Os 12 candidatos nas eleições presidenciais francesas de 2022, em ordem alfabética de cima à esquerda para baixo à direita: Nathalie Arthaud, do partido "Luta Operária, François Asselineau, do França De Pé, Anne Hidalgo, do Partido Socialista, Yannick Jadot, do Europa Ecologia - Verdes, Jean Lassalle, do Resistamos!, Marine Le Pen, do Reunião Nacional, Emmanuel Macron, do República em Marcha, Jean-Luc Melenchon, do França Insubmissa, Valerie Pécresse, do Republicanos, Philippe Poutou, do Novo Partido Anticapitalista, Fabien Roussel, do Partido Comunista Francês (PCF), Helene Thouy, do Partido Animalista, e Eric Zemmour, do Reconquista! © AFP - JOEL SAGET,ERIC FEFERBERG,PATRICK KOVARIK

Confortável com cerca de 30% de intenções de votos nas pesquisas, o atual presidente, Emmanuel Macron (República em Marcha), tem se preocupado mais em exercer o cargo do que em fazer campanha. Seu programa de governo, revelado a menos de um mês do primeiro turno, não propõe medidas à altura dos desafios do clima, lamentam organizações ambientalistas.

Ao analisar em detalhes os programas de todos os candidatos, a rede de organizações ambientalistas Ação Clima colocou o projeto de Macron entre os últimos colocados, julgando que “não apresenta solução a curto e a médio prazo para as energias renováveis e tem propostas limitadas para os transportes”.

Já os candidatos da direita conservadora, Valérie Pécresse, do Republicanos, e principalmente da extrema direita, Marine Le Pen, do Reunião Nacional e Éric Zemmour (Reconquista!), dedicam pouco ou nenhum espaço ao assunto em seus programas de governo.

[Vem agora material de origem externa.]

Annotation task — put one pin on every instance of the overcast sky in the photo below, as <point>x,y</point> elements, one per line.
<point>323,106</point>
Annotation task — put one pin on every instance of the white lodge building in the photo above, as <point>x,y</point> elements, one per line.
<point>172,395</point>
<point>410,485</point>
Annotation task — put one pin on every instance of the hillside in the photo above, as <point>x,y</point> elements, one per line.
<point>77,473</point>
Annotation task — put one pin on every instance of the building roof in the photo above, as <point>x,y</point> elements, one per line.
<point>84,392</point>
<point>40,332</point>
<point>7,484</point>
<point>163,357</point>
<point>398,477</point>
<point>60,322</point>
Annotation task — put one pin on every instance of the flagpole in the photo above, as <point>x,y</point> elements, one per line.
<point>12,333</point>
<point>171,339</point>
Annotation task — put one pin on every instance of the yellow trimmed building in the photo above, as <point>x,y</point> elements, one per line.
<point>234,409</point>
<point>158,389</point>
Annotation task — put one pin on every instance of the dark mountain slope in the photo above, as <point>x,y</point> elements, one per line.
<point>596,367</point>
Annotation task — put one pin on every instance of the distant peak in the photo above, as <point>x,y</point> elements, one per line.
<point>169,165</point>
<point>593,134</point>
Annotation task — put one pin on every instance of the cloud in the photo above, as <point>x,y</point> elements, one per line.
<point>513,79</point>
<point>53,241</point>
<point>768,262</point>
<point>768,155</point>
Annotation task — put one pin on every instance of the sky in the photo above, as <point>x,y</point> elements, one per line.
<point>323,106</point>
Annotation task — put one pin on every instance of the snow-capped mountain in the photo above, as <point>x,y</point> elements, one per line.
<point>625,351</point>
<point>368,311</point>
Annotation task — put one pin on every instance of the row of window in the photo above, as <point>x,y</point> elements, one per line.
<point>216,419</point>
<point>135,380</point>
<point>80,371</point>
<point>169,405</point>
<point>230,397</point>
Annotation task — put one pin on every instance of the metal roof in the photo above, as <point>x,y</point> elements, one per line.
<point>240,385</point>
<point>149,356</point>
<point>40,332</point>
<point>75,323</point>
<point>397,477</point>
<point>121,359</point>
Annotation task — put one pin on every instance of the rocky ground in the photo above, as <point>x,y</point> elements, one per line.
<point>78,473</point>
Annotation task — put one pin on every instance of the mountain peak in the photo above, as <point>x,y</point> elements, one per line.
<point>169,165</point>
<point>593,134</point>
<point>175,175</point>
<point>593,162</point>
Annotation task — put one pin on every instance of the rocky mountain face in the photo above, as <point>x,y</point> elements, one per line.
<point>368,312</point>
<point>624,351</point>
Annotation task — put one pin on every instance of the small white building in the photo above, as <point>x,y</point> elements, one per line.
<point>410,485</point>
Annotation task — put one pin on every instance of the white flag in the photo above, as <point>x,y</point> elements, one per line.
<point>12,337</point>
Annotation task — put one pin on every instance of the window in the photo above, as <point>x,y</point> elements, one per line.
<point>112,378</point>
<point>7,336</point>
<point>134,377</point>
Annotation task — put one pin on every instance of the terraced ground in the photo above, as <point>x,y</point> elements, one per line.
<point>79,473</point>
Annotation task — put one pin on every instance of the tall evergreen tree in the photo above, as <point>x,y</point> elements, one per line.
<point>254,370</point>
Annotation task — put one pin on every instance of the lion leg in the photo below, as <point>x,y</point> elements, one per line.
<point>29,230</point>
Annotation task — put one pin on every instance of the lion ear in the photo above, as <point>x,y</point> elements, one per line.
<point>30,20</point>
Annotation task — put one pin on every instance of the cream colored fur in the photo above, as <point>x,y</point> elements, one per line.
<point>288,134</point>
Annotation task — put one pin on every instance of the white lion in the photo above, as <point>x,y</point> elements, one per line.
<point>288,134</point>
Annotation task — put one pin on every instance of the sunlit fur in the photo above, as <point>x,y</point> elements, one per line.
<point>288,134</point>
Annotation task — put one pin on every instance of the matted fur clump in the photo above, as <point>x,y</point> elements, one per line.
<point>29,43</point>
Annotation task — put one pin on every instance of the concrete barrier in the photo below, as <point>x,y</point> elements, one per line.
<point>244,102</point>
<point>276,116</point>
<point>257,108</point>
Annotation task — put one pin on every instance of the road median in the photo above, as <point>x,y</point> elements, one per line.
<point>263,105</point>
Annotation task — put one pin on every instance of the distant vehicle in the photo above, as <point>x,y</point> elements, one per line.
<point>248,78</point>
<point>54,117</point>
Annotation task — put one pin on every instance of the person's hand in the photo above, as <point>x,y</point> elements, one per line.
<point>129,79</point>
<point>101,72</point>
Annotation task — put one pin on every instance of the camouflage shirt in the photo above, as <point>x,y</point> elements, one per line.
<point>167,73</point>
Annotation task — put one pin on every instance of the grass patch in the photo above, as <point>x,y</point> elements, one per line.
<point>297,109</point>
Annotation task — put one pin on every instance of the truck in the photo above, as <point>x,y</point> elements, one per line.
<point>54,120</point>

Desconexão com preocupações da população

“Para começar, acho que alguns dos candidatos, sejam de direita ou de esquerda, são bastante incompetentes sobre o assunto, não conhecem nada. Respondem que a França é pequena, é responsável por apenas 1% das emissões e por isso não haveria nada a ser feito”, critica a professora emérita do CNRS. “Porém o clima, a biodiversidade e outros aspectos são cada vez mais importantes para o nosso país e a população – e ela está claramente preocupada com isso, como mostram todas as pesquisas. Um terço dos habitantes da França já foi atingida por ondas de calor, tempestades, enchentes, e se preocupa em saber o que vai acontecer”, ressalta.

Uma sondagem do instituto Ipsos mostrou que, entre os eleitores de até 30 anos, a crise climática é o segundo problema que gera mais preocupação, atrás apenas do poder aquisitivo. A pesquisadora sublinha que, apesar de praticamente ignorados na campanha, os desafios diante de qualquer presidente serão cada vez maiores para o enfrentamento não só das causas do aquecimento do planeta – ou seja, a redução de emissões de gases de efeito estufa –, como as consequências do problema.

Os próximos anos, frisa Amy Dahan, serão determinantes para os países conseguirem limitar a alta de temperaturas a menos de 2ºC até o fim do século, como estipula o Acordo de Paris sobre o Clima.

"Se os franceses não têm a chance de escolher e a palavra deles não é ouvida sobre tudo isso e todos os riscos envolvidos, como podemos considerar que uma democracia está funcionando bem? Eu também acho que os candidatos, por uma certa covardia, evitam abordar assuntos que incomodam e que exigiriam algumas reorientações drásticas na sociedade, e então preferem se calar sobre os grandes problemas que teremos de enfrentar”, analisa a cientista.